Francis Spufford was born in 1964. He is the author of five highly-praised books of non-fiction, most frequently described by reviewers as either ‘bizarre’ or ‘brilliant’, and usually as both. He has been longlisted or shortlisted for prizes in science writing, historical writing, political writing, theological writing, and writing ‘evoking the spirit of place’. In 2007 he was elected a Fellow of the Royal Society of Literature. He teaches writing at Goldsmiths College, University of London, and lives near Cambridge. His first novel, Golden Hill, won the 2016 Costa First Novel Award.
I MAY BE SOME TIME: ICE AND THE ENGLISH IMAGINATION
I May Be Some Time is a richly engrossing cultural history of our obsession with ice, Eskimos and polar exploration.

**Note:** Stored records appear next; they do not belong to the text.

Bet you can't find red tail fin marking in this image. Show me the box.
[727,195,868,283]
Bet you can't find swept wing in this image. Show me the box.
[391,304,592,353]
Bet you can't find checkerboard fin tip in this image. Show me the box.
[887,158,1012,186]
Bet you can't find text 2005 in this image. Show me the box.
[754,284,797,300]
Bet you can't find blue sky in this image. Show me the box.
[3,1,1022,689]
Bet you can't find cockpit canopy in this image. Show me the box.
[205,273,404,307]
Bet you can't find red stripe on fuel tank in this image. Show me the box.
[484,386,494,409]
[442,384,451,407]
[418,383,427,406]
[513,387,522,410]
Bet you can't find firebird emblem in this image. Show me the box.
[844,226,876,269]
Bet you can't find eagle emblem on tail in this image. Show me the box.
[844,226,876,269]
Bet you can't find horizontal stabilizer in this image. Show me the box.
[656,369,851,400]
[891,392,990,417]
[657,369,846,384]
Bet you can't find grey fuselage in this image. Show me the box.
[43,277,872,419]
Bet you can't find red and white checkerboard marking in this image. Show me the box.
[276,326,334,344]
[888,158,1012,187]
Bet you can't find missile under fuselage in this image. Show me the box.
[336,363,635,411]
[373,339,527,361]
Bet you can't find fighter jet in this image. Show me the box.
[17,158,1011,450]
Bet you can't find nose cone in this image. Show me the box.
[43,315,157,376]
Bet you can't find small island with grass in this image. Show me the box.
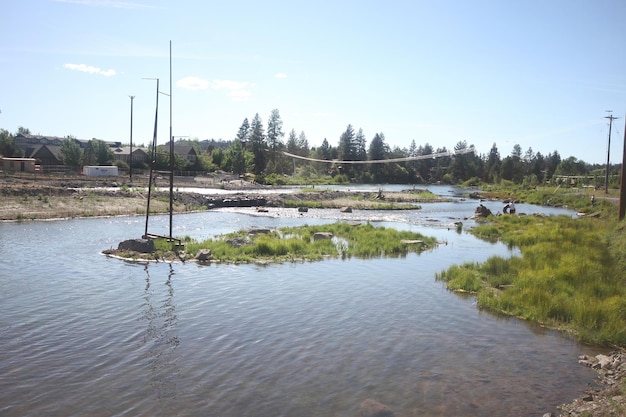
[103,222,438,264]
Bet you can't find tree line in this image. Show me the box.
[1,110,622,188]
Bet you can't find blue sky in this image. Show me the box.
[2,0,625,164]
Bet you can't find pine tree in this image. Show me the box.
[286,129,298,154]
[248,113,266,175]
[297,131,309,156]
[338,124,356,161]
[368,133,387,182]
[317,138,331,160]
[355,128,367,161]
[266,109,284,157]
[236,118,250,142]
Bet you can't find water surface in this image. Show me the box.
[0,192,601,417]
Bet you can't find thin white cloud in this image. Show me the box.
[210,79,254,102]
[275,72,287,79]
[177,76,210,91]
[228,89,253,102]
[64,63,116,77]
[54,0,153,9]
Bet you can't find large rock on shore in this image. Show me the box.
[117,238,155,253]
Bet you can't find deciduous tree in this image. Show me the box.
[60,137,82,169]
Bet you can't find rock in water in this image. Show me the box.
[195,249,212,262]
[118,238,155,253]
[359,399,395,417]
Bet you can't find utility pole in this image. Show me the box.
[604,111,619,194]
[619,115,626,220]
[129,95,135,185]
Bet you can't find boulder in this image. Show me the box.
[227,237,249,247]
[249,227,272,234]
[195,249,212,262]
[474,204,492,217]
[298,206,309,212]
[118,238,155,253]
[313,232,333,240]
[359,399,395,417]
[596,354,613,370]
[340,206,353,213]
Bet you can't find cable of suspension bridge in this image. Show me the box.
[279,146,475,164]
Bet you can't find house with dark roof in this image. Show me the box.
[158,143,198,165]
[112,146,150,166]
[14,134,125,167]
[23,144,63,166]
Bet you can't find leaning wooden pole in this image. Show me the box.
[145,78,159,238]
[619,116,626,220]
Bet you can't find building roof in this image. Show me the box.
[22,144,63,163]
[158,143,197,155]
[15,133,122,148]
[112,146,149,156]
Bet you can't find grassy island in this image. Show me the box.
[107,222,438,264]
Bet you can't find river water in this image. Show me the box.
[0,185,604,417]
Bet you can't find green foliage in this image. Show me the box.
[60,137,82,168]
[0,129,22,157]
[438,214,626,346]
[182,222,437,263]
[83,139,114,165]
[225,139,249,175]
[461,176,481,187]
[332,174,349,184]
[113,160,129,170]
[263,173,287,185]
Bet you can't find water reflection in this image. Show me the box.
[141,264,180,411]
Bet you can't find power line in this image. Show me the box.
[281,146,475,165]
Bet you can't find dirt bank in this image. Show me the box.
[0,177,444,221]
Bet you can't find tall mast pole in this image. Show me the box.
[604,111,619,194]
[169,40,174,240]
[129,95,135,185]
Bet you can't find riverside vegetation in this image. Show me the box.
[116,222,438,264]
[438,186,626,347]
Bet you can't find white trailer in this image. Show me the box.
[82,166,119,177]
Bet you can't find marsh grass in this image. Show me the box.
[170,222,437,264]
[437,214,626,346]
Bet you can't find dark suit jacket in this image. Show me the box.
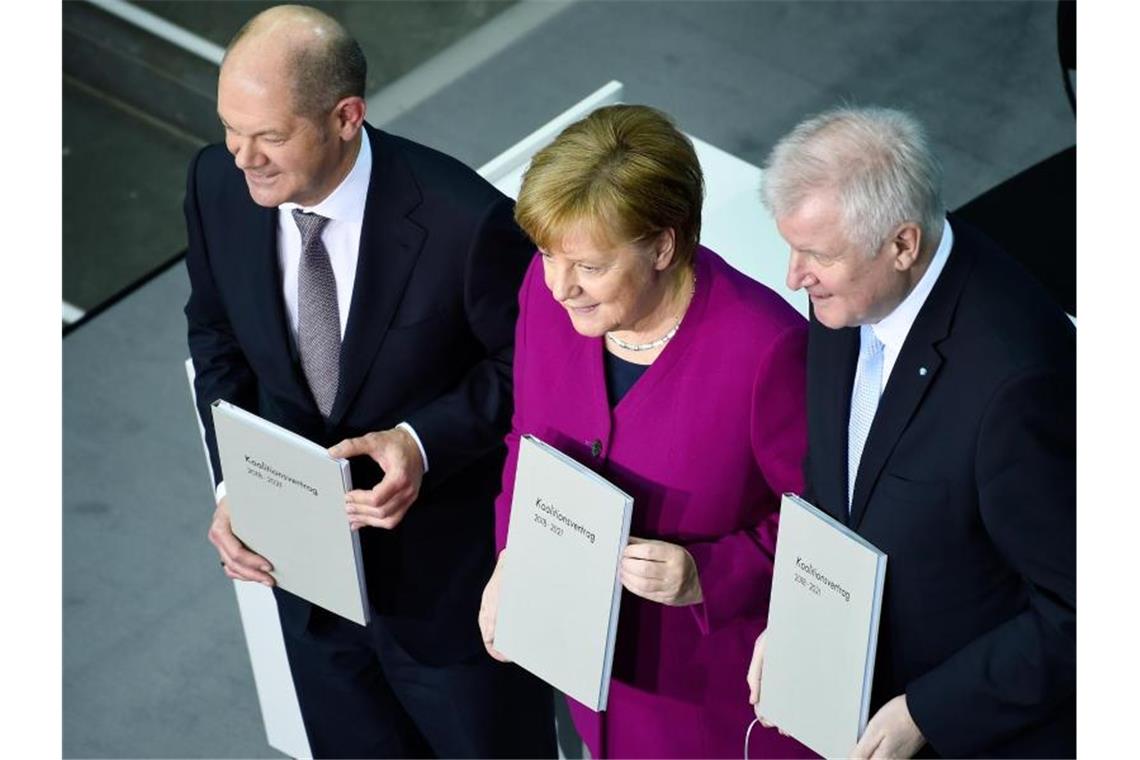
[184,123,533,665]
[803,218,1076,757]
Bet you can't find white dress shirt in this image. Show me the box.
[215,130,428,505]
[277,131,371,341]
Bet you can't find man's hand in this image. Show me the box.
[747,630,769,720]
[620,537,702,606]
[746,630,788,733]
[851,694,926,759]
[478,552,510,662]
[330,427,425,530]
[209,496,275,586]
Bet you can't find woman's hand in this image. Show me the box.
[620,536,703,606]
[478,551,511,662]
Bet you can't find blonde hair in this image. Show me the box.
[515,104,704,267]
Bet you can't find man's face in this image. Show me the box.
[777,191,908,329]
[217,63,342,208]
[541,223,667,338]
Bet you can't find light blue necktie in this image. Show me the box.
[847,326,884,513]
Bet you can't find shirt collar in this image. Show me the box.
[279,128,371,223]
[871,216,953,352]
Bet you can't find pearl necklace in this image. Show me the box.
[606,321,680,351]
[605,271,696,352]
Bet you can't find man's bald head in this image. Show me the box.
[223,4,366,123]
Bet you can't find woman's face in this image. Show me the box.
[540,222,674,338]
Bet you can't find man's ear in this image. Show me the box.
[332,96,366,140]
[652,228,678,272]
[890,223,923,272]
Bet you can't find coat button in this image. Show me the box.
[590,439,602,457]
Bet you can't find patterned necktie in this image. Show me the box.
[292,209,340,418]
[847,326,884,513]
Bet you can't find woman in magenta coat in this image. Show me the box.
[478,105,814,759]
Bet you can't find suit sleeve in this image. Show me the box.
[905,364,1076,756]
[491,257,540,554]
[686,322,809,635]
[800,309,826,506]
[183,148,257,490]
[801,308,818,505]
[404,196,533,486]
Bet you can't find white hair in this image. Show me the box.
[760,106,944,255]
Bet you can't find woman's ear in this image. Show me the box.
[652,228,677,271]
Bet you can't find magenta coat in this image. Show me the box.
[494,246,816,758]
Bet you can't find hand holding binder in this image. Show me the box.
[478,551,511,663]
[849,694,926,759]
[210,495,275,587]
[755,494,887,757]
[211,400,370,626]
[619,537,703,606]
[330,427,425,531]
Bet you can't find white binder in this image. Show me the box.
[211,400,369,626]
[495,435,633,711]
[758,493,887,758]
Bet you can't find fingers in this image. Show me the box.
[333,429,423,481]
[479,604,510,663]
[620,555,668,580]
[478,602,498,657]
[622,539,685,582]
[347,510,408,531]
[209,514,275,586]
[341,431,423,530]
[620,562,666,589]
[857,696,924,759]
[852,696,897,759]
[621,550,683,597]
[851,726,882,760]
[620,567,668,603]
[216,546,274,585]
[619,573,655,597]
[345,487,413,529]
[749,631,780,732]
[850,737,876,760]
[752,708,776,731]
[621,544,695,605]
[328,432,367,458]
[868,739,893,760]
[746,630,767,704]
[478,559,512,663]
[345,471,413,512]
[622,537,666,561]
[345,466,415,528]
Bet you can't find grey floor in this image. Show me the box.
[63,1,1074,757]
[62,0,514,314]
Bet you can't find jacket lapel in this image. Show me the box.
[849,229,976,528]
[812,316,859,526]
[240,201,314,408]
[328,125,426,426]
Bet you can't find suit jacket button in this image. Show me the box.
[590,439,602,458]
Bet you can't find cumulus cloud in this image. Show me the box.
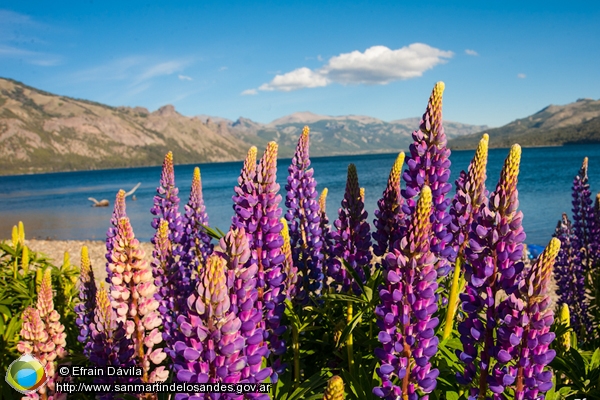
[246,43,453,93]
[178,74,193,81]
[241,89,258,95]
[465,49,478,56]
[517,73,526,79]
[258,67,329,92]
[219,66,228,71]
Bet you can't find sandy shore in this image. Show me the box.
[24,239,155,284]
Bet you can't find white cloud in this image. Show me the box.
[241,89,258,95]
[517,73,526,79]
[317,55,324,62]
[0,12,61,66]
[178,74,193,81]
[258,67,329,92]
[248,43,453,93]
[219,66,228,71]
[465,49,478,56]
[73,57,189,83]
[137,60,186,82]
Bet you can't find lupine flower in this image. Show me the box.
[318,188,333,290]
[173,254,247,400]
[183,166,214,266]
[107,215,167,382]
[323,376,345,400]
[571,157,598,267]
[374,186,440,400]
[218,227,271,389]
[106,190,126,259]
[151,151,184,244]
[87,284,137,397]
[232,146,258,238]
[75,246,97,349]
[373,152,405,257]
[328,164,372,294]
[401,82,454,276]
[253,142,287,379]
[553,213,588,334]
[458,144,526,397]
[280,218,298,300]
[231,143,286,381]
[513,238,560,400]
[18,268,68,400]
[443,134,489,339]
[285,126,324,301]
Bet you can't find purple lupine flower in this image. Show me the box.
[75,246,97,350]
[328,164,372,294]
[448,134,489,256]
[285,126,324,301]
[218,227,271,395]
[571,157,598,267]
[173,254,247,400]
[232,146,258,238]
[512,238,560,400]
[253,142,287,380]
[373,186,440,399]
[151,151,184,244]
[401,82,454,276]
[457,144,526,397]
[373,152,405,257]
[87,284,137,398]
[108,215,167,383]
[106,189,126,263]
[183,166,214,266]
[553,213,588,334]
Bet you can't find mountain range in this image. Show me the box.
[448,98,600,149]
[0,78,487,175]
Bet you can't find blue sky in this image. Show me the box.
[0,1,599,127]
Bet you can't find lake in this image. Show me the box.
[1,143,599,246]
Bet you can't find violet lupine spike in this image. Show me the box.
[218,227,271,390]
[173,254,247,400]
[232,146,258,238]
[75,246,97,349]
[401,81,454,276]
[106,189,127,260]
[449,133,489,256]
[87,284,137,396]
[373,186,440,400]
[457,144,526,397]
[254,142,287,380]
[373,152,406,257]
[280,218,298,300]
[552,213,588,334]
[151,151,184,245]
[184,166,214,266]
[108,216,167,383]
[571,157,598,268]
[285,126,324,300]
[328,164,372,294]
[512,238,560,400]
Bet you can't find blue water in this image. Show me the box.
[1,144,600,246]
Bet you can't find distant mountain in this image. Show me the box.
[0,77,486,175]
[448,98,600,149]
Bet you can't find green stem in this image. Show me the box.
[13,258,18,279]
[347,301,354,376]
[292,323,300,388]
[443,256,463,340]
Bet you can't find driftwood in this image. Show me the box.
[87,182,141,207]
[88,197,109,207]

When Captain Scott died in 1912 on his way back from the South Pole, his story became a myth embedded in the national imagination. Despite wars and social change, despite recent debunking, it is still there. Everyone remembers the doomed explorers’ last words – ‘I’m just going outside, and I may be some time’ – and history is what you can remember.
Conventional histories of polar exploration trace the laborious expeditions across the map, dwelling on the proper techniques of ice-navigation and sledge-travel. But we rarely ask what the explorers thought they were doing, or why they did these insane things.